Em um estúdio, Luciana e Rafael estão sentados lado a lado; Luciana tem cabelo azul e veste roupas pretas; Raphael tem cabelo e barba castanhos e veste camisa branca com colete e calça bege
O jornalista Raphael Hernandes (dir.) foi mediador do primeiro dia do seminário sobre metaverso; a mesa 1, com Luciana Bazanella, cofundadora da White Rabbit (erq.), discutiu limites e possibilidades da Web 3.0 - Keiny Andrade/Folhapress

No caso da realidade virtual, o usuário coloca óculos específicos para ver o mundo como se estivesse num ambiente digital. Na aumentada, usando óculos ou algum outro dispositivo —tipo a tela do celular— são adicionados elementos à visualização do mundo real. Exemplo disso é o game Pokémon Go, no qual os monstrinhos aparecem no telefone como se estivessem na sala de casa.

E aí começam os engasgos. Os óculos podem custar mais de R$ 10 mil (versões mais simples entre R$ 2.000 e 3.000) e exigem computadores potentes para funcionar. Além disso, são meio desengonçados. É necessário, portanto, tornar esses equipamentos mais baratos e agradáveis de usar.

Só que a ideia de metaverso não passa só por apetrechos —é estar mais inserido nesse mundo virtual, e gadgets são só um dos meios para isso.

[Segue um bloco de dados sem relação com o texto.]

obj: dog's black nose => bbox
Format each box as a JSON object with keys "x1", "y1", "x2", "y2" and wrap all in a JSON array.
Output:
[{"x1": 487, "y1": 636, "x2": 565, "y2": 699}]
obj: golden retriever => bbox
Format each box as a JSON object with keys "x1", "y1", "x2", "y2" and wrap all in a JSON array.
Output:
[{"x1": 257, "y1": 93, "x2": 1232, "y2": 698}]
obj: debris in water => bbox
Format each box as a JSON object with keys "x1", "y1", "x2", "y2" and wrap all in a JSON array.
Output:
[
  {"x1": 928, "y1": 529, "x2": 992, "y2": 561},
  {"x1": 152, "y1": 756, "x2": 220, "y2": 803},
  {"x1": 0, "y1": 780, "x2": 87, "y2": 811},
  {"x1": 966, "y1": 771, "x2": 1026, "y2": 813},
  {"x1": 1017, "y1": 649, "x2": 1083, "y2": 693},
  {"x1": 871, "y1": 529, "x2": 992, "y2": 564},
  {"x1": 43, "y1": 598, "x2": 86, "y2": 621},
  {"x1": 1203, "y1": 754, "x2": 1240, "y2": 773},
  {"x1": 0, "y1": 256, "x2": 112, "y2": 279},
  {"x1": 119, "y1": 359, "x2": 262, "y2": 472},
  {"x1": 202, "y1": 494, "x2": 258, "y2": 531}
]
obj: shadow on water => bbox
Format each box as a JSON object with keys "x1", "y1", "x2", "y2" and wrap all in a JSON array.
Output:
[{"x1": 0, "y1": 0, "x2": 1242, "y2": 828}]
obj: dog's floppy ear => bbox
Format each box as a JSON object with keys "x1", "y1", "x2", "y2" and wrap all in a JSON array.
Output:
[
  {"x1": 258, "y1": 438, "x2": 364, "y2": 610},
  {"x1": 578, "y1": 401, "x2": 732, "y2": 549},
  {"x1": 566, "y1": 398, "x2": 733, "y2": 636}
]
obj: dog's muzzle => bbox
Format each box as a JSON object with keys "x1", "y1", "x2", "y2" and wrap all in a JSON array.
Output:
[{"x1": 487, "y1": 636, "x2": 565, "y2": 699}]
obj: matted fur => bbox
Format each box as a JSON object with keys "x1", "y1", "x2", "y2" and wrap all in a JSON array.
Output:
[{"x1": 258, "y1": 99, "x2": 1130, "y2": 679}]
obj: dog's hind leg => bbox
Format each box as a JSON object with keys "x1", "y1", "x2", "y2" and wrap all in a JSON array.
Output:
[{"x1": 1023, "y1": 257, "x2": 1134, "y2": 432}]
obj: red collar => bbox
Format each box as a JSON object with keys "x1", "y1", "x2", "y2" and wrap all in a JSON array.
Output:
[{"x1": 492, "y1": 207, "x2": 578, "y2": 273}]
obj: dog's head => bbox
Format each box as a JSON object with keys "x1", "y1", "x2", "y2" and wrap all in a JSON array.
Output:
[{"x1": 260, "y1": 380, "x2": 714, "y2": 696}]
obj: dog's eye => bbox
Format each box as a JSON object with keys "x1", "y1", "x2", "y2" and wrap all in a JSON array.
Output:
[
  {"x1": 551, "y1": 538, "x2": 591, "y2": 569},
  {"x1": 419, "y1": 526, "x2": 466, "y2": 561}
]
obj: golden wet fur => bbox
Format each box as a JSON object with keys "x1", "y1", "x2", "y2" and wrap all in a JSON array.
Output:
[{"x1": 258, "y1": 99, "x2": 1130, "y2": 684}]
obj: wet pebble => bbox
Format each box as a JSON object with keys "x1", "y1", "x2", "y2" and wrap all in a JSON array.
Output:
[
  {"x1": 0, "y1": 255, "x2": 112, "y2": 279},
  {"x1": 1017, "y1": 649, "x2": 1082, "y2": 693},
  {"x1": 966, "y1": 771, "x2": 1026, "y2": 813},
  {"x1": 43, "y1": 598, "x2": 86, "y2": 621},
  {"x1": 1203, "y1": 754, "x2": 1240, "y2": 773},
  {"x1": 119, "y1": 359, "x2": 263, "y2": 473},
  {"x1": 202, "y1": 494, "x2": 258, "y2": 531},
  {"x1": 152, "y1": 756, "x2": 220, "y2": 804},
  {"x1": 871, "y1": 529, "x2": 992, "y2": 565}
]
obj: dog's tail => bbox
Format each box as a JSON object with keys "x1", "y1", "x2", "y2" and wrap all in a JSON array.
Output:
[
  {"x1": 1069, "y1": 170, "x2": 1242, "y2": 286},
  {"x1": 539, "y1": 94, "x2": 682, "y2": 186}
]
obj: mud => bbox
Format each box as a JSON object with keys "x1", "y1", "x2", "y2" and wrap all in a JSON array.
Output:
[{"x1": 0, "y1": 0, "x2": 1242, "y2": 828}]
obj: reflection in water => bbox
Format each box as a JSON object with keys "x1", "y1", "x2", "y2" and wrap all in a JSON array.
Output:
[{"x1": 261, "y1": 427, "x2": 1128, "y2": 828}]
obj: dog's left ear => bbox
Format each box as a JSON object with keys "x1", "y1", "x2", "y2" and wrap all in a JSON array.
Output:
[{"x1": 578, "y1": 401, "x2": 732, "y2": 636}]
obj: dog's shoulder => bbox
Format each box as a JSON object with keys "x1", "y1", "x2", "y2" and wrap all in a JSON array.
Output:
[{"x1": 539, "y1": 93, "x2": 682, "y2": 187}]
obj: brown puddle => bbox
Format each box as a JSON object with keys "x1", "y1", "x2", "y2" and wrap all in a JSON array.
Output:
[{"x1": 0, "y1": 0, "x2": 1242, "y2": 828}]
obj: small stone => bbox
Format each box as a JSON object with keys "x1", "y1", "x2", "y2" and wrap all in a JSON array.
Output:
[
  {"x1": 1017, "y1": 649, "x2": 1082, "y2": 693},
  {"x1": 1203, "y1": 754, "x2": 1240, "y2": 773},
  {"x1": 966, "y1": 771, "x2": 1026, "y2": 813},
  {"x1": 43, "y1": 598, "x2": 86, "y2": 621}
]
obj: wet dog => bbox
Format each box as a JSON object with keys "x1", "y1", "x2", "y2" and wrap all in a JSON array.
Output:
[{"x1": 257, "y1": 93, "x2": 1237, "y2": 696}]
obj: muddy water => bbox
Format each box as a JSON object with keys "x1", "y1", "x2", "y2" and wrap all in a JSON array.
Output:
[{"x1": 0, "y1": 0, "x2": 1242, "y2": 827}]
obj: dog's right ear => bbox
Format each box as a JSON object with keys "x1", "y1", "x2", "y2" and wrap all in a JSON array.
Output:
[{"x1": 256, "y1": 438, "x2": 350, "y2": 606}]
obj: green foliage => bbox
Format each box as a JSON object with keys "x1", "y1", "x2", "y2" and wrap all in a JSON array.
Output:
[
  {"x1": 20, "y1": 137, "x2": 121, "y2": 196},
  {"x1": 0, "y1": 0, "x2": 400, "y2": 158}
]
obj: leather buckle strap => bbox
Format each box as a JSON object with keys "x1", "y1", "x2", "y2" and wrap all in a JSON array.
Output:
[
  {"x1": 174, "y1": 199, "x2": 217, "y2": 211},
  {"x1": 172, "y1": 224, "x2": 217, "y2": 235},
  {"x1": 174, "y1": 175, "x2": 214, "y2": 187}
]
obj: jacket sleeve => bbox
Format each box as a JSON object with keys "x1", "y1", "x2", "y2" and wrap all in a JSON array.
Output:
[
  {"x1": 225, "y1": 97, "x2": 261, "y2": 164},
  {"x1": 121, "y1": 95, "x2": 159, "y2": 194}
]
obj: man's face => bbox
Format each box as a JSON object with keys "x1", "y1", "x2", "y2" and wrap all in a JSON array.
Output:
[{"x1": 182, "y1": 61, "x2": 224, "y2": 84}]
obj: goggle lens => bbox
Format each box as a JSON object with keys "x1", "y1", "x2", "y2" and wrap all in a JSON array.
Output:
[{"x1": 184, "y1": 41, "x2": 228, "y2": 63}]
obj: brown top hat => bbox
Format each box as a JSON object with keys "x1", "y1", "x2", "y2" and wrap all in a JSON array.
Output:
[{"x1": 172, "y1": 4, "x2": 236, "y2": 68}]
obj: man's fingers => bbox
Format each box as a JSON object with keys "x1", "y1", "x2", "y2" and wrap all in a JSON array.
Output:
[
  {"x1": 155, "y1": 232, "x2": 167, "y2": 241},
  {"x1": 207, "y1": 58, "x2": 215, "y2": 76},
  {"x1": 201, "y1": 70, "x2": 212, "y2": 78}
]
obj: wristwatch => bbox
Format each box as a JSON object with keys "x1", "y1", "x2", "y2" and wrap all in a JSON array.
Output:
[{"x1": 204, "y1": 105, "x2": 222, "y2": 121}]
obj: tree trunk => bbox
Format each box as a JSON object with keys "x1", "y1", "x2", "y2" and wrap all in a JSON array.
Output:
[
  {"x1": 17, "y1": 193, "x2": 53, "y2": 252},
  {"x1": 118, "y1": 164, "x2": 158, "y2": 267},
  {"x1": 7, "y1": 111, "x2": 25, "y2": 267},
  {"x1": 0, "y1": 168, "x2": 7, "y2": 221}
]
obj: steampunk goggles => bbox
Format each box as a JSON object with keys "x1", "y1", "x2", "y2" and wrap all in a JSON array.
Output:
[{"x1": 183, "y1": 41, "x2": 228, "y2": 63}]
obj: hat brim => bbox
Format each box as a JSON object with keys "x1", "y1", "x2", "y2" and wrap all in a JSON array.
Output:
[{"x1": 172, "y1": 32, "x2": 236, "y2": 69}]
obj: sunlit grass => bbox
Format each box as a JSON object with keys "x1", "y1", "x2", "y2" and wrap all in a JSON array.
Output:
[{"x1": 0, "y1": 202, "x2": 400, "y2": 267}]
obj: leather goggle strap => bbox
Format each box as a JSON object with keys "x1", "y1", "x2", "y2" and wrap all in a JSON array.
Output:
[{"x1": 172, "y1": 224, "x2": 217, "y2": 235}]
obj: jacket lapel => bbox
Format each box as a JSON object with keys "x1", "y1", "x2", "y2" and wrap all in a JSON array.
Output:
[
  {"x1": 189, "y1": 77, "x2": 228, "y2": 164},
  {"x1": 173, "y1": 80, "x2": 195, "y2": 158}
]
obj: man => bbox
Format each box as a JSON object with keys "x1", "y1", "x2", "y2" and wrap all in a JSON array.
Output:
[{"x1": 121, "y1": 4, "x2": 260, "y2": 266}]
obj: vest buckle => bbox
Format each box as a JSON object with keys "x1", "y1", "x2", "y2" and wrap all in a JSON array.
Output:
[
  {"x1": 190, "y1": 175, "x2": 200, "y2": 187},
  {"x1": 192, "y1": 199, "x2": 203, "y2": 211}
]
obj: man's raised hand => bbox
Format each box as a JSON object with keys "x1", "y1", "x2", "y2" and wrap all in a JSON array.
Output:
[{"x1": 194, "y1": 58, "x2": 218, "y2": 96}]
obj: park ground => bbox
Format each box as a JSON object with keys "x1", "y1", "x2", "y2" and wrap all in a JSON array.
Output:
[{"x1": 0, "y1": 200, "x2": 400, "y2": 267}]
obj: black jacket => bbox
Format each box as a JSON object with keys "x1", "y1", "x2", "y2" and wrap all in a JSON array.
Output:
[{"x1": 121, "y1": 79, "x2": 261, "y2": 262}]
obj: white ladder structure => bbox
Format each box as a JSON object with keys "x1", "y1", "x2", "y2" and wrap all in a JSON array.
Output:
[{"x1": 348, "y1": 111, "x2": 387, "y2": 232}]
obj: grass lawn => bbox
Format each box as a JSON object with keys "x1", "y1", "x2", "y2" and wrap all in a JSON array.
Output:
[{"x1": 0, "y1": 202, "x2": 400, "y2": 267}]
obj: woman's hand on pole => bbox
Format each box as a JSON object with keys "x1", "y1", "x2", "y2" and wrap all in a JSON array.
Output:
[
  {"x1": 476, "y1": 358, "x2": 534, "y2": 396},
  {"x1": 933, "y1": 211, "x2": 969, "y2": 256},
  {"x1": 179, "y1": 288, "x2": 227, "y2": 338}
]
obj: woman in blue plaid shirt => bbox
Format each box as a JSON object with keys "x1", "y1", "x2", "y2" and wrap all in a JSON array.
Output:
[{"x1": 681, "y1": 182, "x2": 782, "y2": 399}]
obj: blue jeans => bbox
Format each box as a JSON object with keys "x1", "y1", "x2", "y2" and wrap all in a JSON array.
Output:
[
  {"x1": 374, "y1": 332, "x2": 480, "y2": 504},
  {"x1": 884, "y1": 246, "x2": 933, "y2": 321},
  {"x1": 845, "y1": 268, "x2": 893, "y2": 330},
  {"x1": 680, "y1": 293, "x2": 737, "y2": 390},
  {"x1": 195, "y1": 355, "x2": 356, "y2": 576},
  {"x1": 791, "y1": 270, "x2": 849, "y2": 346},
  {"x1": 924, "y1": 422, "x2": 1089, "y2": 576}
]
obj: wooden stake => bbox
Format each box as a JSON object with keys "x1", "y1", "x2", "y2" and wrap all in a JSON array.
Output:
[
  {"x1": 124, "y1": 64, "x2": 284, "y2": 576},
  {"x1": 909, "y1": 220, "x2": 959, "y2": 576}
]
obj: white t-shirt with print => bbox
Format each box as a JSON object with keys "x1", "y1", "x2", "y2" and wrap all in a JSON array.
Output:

Dois exemplos já existentes, que não usam óculos especiais, vêm dos games. Fortnite e Roblox criam mundos virtuais nos quais as pessoas, por meio de seus avatares, podem interagir, explorar, participar de eventos, vestir seus bonecos com conteúdo personalizável, fazer transações.

Entenda o metaverso em 6 perguntas

Eles são, porém, universos isolados. Se uma pessoa compra algo num jogo, não há portabilidade para o outro. Pensando num cibermundo com vários universos interconectados, é necessário criar os caminhos para essa ponte.

Isso é parte de um trabalho de fundação do metaverso, que está em curso.

O mesmo se aplica a conexões entre diferentes tipos de dispositivos, para alguém com um celular simples ser capaz de acessar o mesmo espaço que um amigo num computador de última geração e óculos de realidade virtual.

Além de tudo, é necessário todo um ecossistema em volta para que esse espaço se concretize. A era da internet móvel só foi possível porque havia uma rede de desenvolvedores criando apps que a tornavam útil e porque a conexão (3G e 4G) existe.

Para funcionar, as aplicações que passam pelo metaverso têm alta demanda de internet. O 5G é uma opção, mas está longe de ser amplamente adotado.

Numa chamada por vídeo, um atraso pode ser apenas um incômodo. Com realidade virtual, pode trazer náusea —e talvez fique difícil, mesmo com os bilhões do Vale do Silício, convencer as pessoas a adotarem uma tecnologia se elas precisarem limpar a roupa a cada ligação.